Set up a test PCR to determine the optimum # of cycles. You want to identify the minimum number of cycles required for a visible product at 166 bp. I chose 4 of the samples and tested them at 12, 17, 22, & 27 cycles as recommend in the protocol.

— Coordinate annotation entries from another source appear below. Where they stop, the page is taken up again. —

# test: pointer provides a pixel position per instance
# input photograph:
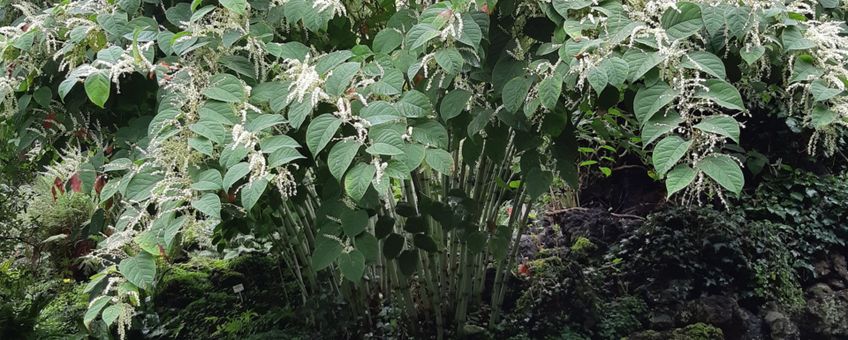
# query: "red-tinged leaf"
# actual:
(99, 183)
(76, 183)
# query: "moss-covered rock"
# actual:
(697, 331)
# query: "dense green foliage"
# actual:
(388, 155)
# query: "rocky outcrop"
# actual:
(826, 314)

  • Made 100 uM stock of new ILL-Lib2 adaptor
  • Made 10 uM stocks of ILL-Lib1 and ILL-Lib2 primers
    • 1.5 stock + 13.5 uL NFW
  • Made 1 uM stocks of HT1 and BC1
    • 1uL stock + 99 NFW
1x
17x
NFW
4.6 uL
78.2
10 mM (each) dNTPS
.4
6.8
10 uM ILL-Lib1
.4
6.8
10 uM ILL-Lib2
.4
6.8
1 uM ILL-HT1
1
17
1 uM ILL-BC1
1
17
5X Q5 buffer
4
68
Q5 Taq polymerase
.2
3.4
Added 12 uL master mix to 8 uL ligation.
  1. SS2_3_12x
  2. HC1_1_12x
  3. NF1_1_12x
  4. NF1_2_12x
  5. SS2_3_17x
  6. HC1_1_17x
  7. NF1_1_17x
  8. NF1_2_17x
  9. SS2_3_22x
  10. HC1_1_22x
  11. NF1_1_22x
  12. NF1_2_22x
  13. SS2_3_27x
  14. HC1_1_27x
  15. NF1_1_27x
  16. NF1_2_27x

17 and 18 are 2 of the ligation reactions for comparison.

  • 17: SS_2_3
  • 18: NF_1_1
Programed PCR in thermocyclers 4,5,6. Called 2b12, 2b17, 2b22, and 2b27.
  •  (98°C 5 sec, 60°C 20 sec, 72°C 10 sec) X N cycles

9_22_15

It looks like 22 cycles is best, and worked on all samples so will be using that in the preparatory scale.

Ethanol precipitation

  • Set up an ethanol precipitation of all the broodstock samples I’ve extracted so far, as well as repeats of of the 4 samples used in the test scale PCR:
    • Population Sample Date extracted ng/uL Volume for 1 ug Volume sodium acetate Vol ethanol
      Oyster Bay BS_2_3 19.8 50.50505051 5.05 113.64
      Hood Canal BS_1_1 12.3 81.30081301 8.13 182.93
      Fidalgo BS_1_1 9.13 109.5290252 10.95 246.44
      Fidalgo BS_1_2 17.4 57.47126437 5.75 129.31
      Oyster Bay BS_2_6 23.4 42.73504274 4.27 96.15
      Oyster Bay BS_2_7 16.4 60.97560976 6.10 137.20
      Oyster Bay BS_2_8 16.8 59.52380952 5.95 133.93
      Hood Canal BS_1_5 12.1 82.6446281 8.26 185.95
      Hood Canal BS_1_6 23.5 42.55319149 4.26 95.74
      Hood Canal BS_1_7 14 71.42857143 7.14 160.71
      Hood Canal BS_1_8 22.8 43.85964912 4.39 98.68
      Hood Canal BS_1_9 13.9 71.94244604 7.19 161.87
      Hood Canal BS_1_10 27.7 36.10108303 3.61 81.23
      Fidalgo BS_1_4 8.9 112.3595506 11.24 252.81
      Fidalgo BS_1_5 18.1 55.24861878 5.52 124.31
      Fidalgo BS_1_6 16.1 62.11180124 6.21 139.75
      Fidalgo BS_1_7 35.8 27.93296089 2.79 62.85
      Fidalgo BS_1_8 22.7 44.05286344 4.41 99.12

      Left in ethanol and sodium acetate in -20C overnight.